WowKeren - Badan Pengawas Obat dan Makanan (BPOM) mengaku menemukan sejumlah masalah dalam uji klinis obat Corona buatan Universitas Airlangga. Diketahui obat yang dikembangkan atas kerjasama Unair dengan BIN dan TNI ini disebut-sebut tak dikembangkan dengan prosedur uji klinis seperti pada umumnya.

Selain itu, BPOM juga menyoroti perihal dampak validitas obat dan sampel yang digunakan. Hasil inspeksi tahap satu obat itu pun mendapatkan respons dari Unair, yang belakangan mengaku legawa serta siap mengevaluasi lagi obat buatannya. Bahkan Unair mengaku siap melakukan uji klinis lanjutan.

"Kami saat ini dalam posisi menunggu evaluasi dan usulan perbaikan secara resmi dari BPOM," ujar Rektor Unair, Prof Dr Mohammad Nasih, Rabu (19/8). "Apa-apa yang dipandang kurang oleh BPOM akan kami sempurnakan termasuk kalau harus uji klinis lanjutan."

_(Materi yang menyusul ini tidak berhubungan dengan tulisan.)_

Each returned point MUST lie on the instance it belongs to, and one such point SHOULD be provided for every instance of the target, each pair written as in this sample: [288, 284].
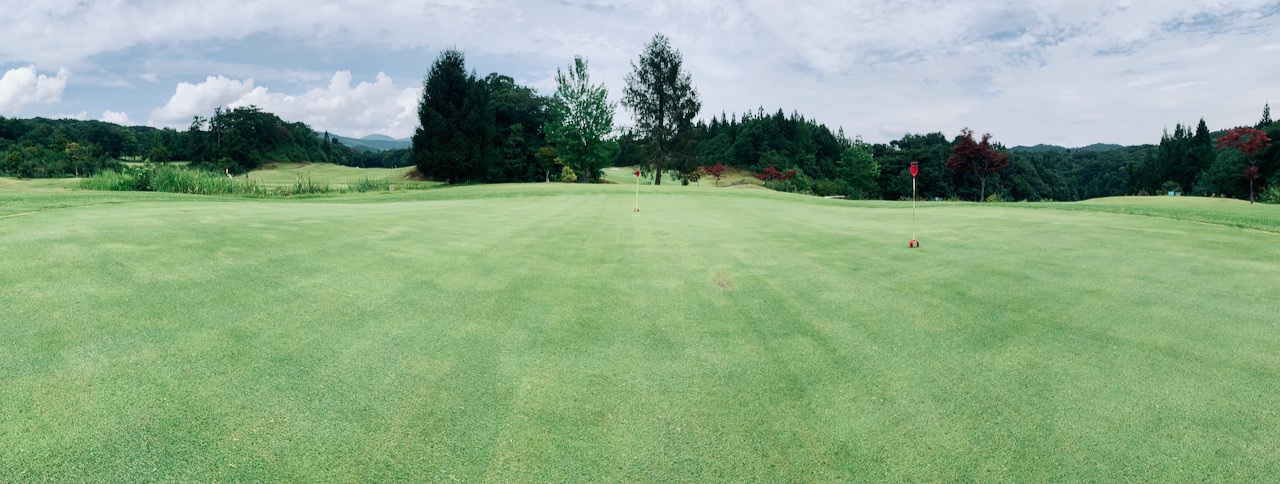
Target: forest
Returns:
[492, 129]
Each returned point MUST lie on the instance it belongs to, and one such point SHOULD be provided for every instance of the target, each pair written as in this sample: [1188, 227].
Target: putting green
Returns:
[547, 332]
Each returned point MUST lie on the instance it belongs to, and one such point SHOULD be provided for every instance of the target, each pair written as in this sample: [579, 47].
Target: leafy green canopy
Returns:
[581, 118]
[664, 101]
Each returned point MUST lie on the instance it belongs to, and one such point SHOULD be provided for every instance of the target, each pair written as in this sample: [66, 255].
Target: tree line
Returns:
[492, 129]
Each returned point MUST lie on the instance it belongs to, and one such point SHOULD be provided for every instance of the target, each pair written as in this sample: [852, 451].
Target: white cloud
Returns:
[199, 100]
[117, 118]
[366, 108]
[23, 86]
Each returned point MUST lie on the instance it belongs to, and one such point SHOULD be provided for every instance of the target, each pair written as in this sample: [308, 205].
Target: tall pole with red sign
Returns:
[915, 170]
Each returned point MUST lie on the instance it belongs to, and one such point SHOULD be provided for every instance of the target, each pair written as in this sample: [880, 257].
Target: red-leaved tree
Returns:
[771, 173]
[977, 158]
[1251, 142]
[716, 170]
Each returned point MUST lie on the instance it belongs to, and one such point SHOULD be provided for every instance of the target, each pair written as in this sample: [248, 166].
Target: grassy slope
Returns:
[547, 333]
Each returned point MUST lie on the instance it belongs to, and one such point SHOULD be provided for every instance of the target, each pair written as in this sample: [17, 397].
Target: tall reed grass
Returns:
[179, 179]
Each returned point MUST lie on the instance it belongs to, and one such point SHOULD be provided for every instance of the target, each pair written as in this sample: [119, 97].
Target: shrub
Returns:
[369, 185]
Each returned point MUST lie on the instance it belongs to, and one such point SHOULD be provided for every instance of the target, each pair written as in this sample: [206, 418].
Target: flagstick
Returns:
[913, 209]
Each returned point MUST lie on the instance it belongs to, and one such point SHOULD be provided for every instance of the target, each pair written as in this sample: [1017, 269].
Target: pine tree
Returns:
[662, 96]
[455, 137]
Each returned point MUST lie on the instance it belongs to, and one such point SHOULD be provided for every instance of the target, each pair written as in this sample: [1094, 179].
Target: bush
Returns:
[369, 185]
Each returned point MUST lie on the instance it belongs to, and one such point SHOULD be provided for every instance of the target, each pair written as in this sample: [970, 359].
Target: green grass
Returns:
[547, 332]
[8, 183]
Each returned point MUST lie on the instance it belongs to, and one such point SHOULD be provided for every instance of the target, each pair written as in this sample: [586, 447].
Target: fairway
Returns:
[549, 333]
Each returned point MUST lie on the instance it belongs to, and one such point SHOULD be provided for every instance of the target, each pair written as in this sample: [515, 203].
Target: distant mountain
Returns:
[1037, 149]
[1096, 147]
[375, 142]
[1100, 147]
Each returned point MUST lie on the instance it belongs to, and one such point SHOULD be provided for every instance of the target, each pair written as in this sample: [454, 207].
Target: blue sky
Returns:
[1029, 72]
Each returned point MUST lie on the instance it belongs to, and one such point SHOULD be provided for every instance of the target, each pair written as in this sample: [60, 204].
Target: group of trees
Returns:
[1210, 163]
[55, 147]
[570, 136]
[233, 140]
[492, 129]
[242, 138]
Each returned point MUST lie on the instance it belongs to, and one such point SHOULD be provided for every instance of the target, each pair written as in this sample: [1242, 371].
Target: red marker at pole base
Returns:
[915, 170]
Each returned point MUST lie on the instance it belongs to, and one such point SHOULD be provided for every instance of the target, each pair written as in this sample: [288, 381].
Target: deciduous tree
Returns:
[977, 158]
[1249, 141]
[716, 172]
[581, 121]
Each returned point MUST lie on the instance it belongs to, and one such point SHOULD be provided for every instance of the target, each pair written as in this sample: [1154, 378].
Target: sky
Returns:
[1056, 72]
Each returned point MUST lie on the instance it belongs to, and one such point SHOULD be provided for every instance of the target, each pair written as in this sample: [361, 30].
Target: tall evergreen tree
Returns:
[581, 119]
[1200, 156]
[453, 142]
[662, 96]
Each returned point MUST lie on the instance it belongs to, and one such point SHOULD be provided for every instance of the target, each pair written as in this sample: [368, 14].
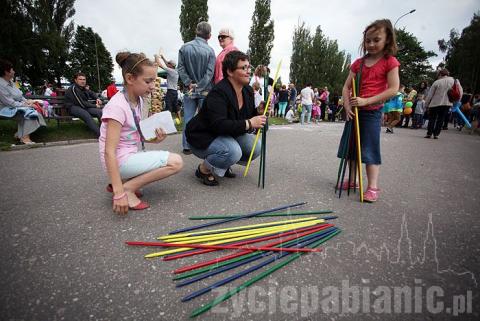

BPOM saat ini memang masih mengevaluasi obat yang diklaim ampuh menyembuhkan pasien COVID-19 itu. Unair sendiri mengaku siap mengikuti standar obat yang ditetapkan BPOM, sesuai dengan hasil evaluasi yang dilakukan.


"Tentang apa-apa yang kurang, tentu, kami belum tahu pasti dan benar-benar menunggu dari BPOM. Kami tidak berani menerka-nerka. Kami benar-benar siap melakukan evaluasi dan penyempurnaan," ujar Nasih, dilansir dari Kumparan, Kamis (20/8).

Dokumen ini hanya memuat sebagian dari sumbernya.